Was ist Deine Position zu den Themen…

…„schwarze Null“:
Generell sollte man nur des Geld ausgeben, dass man auch einnimmt und vor allem auch den nächsten Generationen nicht mehr Schulden hinterlassen als nötig. Bei speziellen Bedarfssituationen und wie derzeit z. B. in einer Niedrigzinsphase sind Ausnahmen denkbar.

…Angleichung der Lebensverhältnisse in Ost und West:
Wenn damit z. B. die Angleichung von Löhnen und Renten gemeint ist, sollte es weiter Ziel sozialdemokratischer Politik sein, diese Angleichung zu fordern. Dies gilt in gleicher Weise auch z. B. für die notwendige Förderung des Bundes, die angemessen den erhöhten Bedarf für Sachsen-Anhalt in vielen Bereichen berücksichtigen muß.

…Zukunft des Sozialstaats:
Deutschland muss ein Sozialstaat bleiben. Soziale Gerechtigkeit und Sicherheit sind auch zukünftig zu garantieren. Hierfür muss sich unsere Partei z. B. mit der Durchsetzung der Grundrente einsetzen ohne Wenn und Aber, zumal diese Themen zum Markenkern der SPD gehören.

…Lehrermangel:
Unsere Partei sollte sich weiterhin für gute Bildung einsetzen. Dazu zählt auch eine ausreichende Anzahl von Lehrern. Für mich ist es manchmal schwer nachvollziehbar, wieso bei ziemlich genau feststehenden Geburtenzahlen nicht die notwendige Zahl von Lehrern verfügbar ist. Im übrigen sollte auch geprüft werden, ob nicht die Attraktivität des Lehrerberufs verbessert werden kann bzw. die Rückholmöglichkeiten bereits ausgeschiedener Lehrer.

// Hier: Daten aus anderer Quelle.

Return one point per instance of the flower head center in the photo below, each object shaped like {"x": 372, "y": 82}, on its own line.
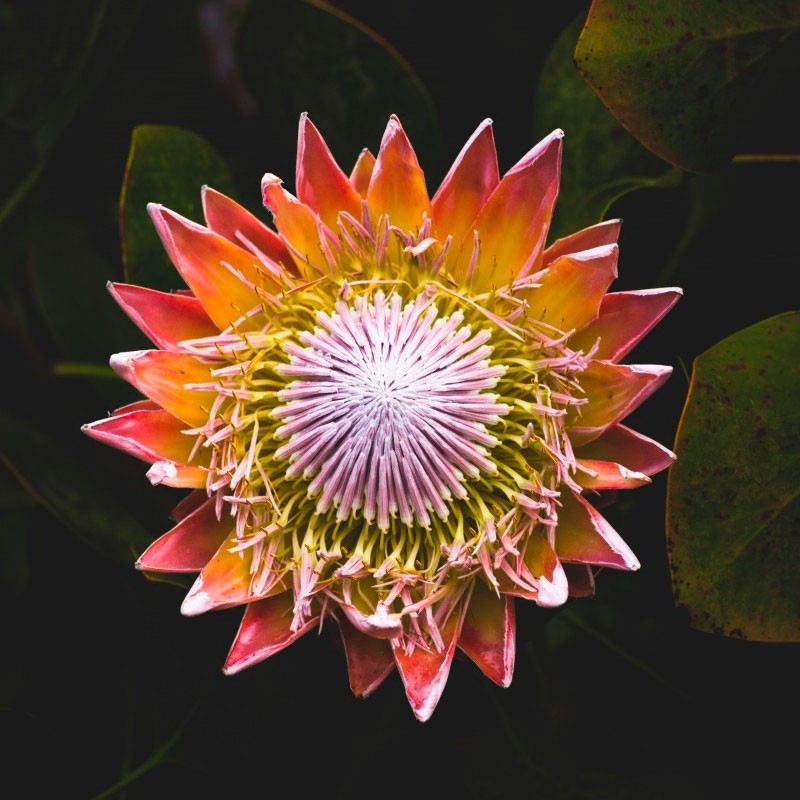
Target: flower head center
{"x": 387, "y": 410}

…Strukturwandel, Klimaschutz und Mobilität:
Drei grosse Themen, die auch mehr gemeinsam gedacht werden könnten,weil sie in vielen Bereichen, insbesonders bezogen auf einzelne Regionen nur zusammen sinnvoll gelöst werden können. Der jeweilige Strukturwandel muss sozialverträglich erfolgen ebenso wie der Klimaschutz z.B. nicht nur zu Lasten der Verbraucher stattfinden darf oder die Mobilität nicht so weit eingeschränkt wird durch Stilllegungen von Verbindungen, dass ganze Kommunen abgehängt werden.

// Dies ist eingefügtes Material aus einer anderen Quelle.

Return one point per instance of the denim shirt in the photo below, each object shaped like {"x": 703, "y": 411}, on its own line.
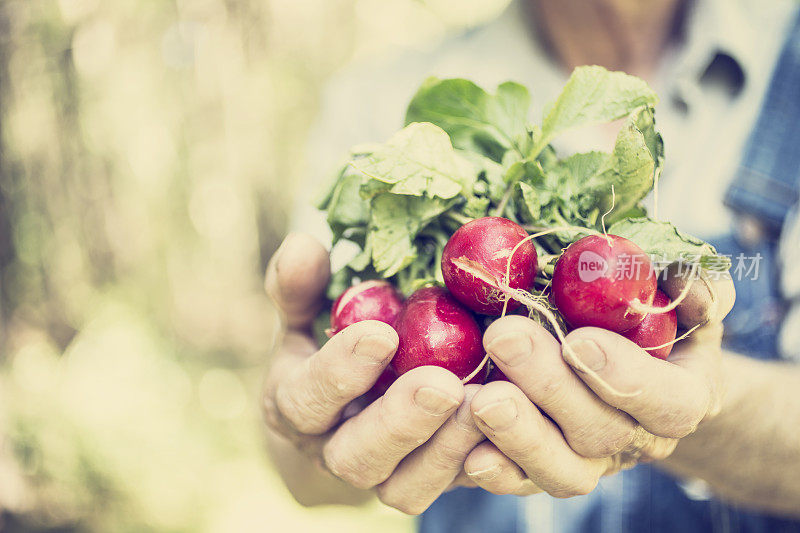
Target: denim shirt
{"x": 645, "y": 498}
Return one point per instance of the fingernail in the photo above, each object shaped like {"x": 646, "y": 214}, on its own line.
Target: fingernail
{"x": 485, "y": 475}
{"x": 589, "y": 353}
{"x": 434, "y": 401}
{"x": 511, "y": 348}
{"x": 374, "y": 348}
{"x": 499, "y": 414}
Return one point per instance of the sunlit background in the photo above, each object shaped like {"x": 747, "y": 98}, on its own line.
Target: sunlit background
{"x": 147, "y": 158}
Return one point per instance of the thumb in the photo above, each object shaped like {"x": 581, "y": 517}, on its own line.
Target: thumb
{"x": 709, "y": 298}
{"x": 297, "y": 275}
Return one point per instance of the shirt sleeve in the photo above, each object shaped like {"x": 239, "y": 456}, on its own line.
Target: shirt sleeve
{"x": 789, "y": 250}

…Abschaffung von Kita-Gebühren:
Die wenigen Kinder, die wir noch haben in Sachsen-Anhalt, sollten unterstützt werden auch durch freie Kita-Plätze.

…Sicherheit und Ordnung im Lebensalltag der BürgerInnen:
Insgesamt leben wir in einem Land mit hoher Sicherheit und Ordnung. Da aber trotzdem auch bestimmte Tendenzen (z. B. Clan-Kriminalität, rechtsfreie Räume) erkennbar sind, sollte z. B. die Polizeipräsenz auf der Straße erhöht werden und gezielt gegen bestimmten kriminelle Strukturen vorgegangen werden. Ein weiteres Thema ist sicherlich z. B. auch die ausreichende Ausstattung der Feuerwehren.

…Digitalisierung:
Nachdem Deutschland insgesamt dieses Thema etwas „verschlafen“ hat, müssen jetzt alle Anstrengungen unternommen werden, dass sowohl der Breitbandausbau als auch die Umstellung auf neue digitale Systeme in allen Bereichen unterstützt und vorangebracht wird.

Was sollten unsere Ziele für die Zukunft des ländlichen Raums und für die Sicherung gleichwertiger Lebensverhältnisse sein?

Wenn raumordnungsmäßig ganz Sachsen-Anhalt mit Ausnahme von Magdeburg und Halle als ländlicher Raum gilt, müssen unsere Ziele auch auf diese Gesamtheit ausgerichtet sein. Deshalb sollte für jede Kommune ein Integriertes Stadt/Gemeinde-Entwicklungskonzept bezogen auf die Bereiche der Daseinsvorsorge gegeben sein, auf dessen Basis die Unterstützung des jeweiligen Standorts bedarfsgerecht und zukunftsorientiert vorgenommen werden sollte.

Gleichwertige Lebensverhältnisse in Sachsen-Anhalt sind anzustreben, wobei allerdings auch genauer definiert werden sollte, was darunter konkret zu verstehen ist, um dies dann den Menschen vor Ort erklären zu können.

Wie können wir die SPD im ländlichen Raum stärken?

Es muss wieder Freude machen, sich in der SPD vor Ort zu engagieren. Dazu sollte unsere Bundes-und Landespartei mit klaren Positionen und organisatorischer Hilfe ihren Beitrag leisten. Natürlich müssen wir mehr Präsenz zeigen vor Ort,wozu ich selbst im Falle meiner Wahl sehr gerne bereit wäre. Wenn unsere Partei eine Mitglieder-und Mitmach-Partei sein will, müssen wir auch attraktive Angebote machen.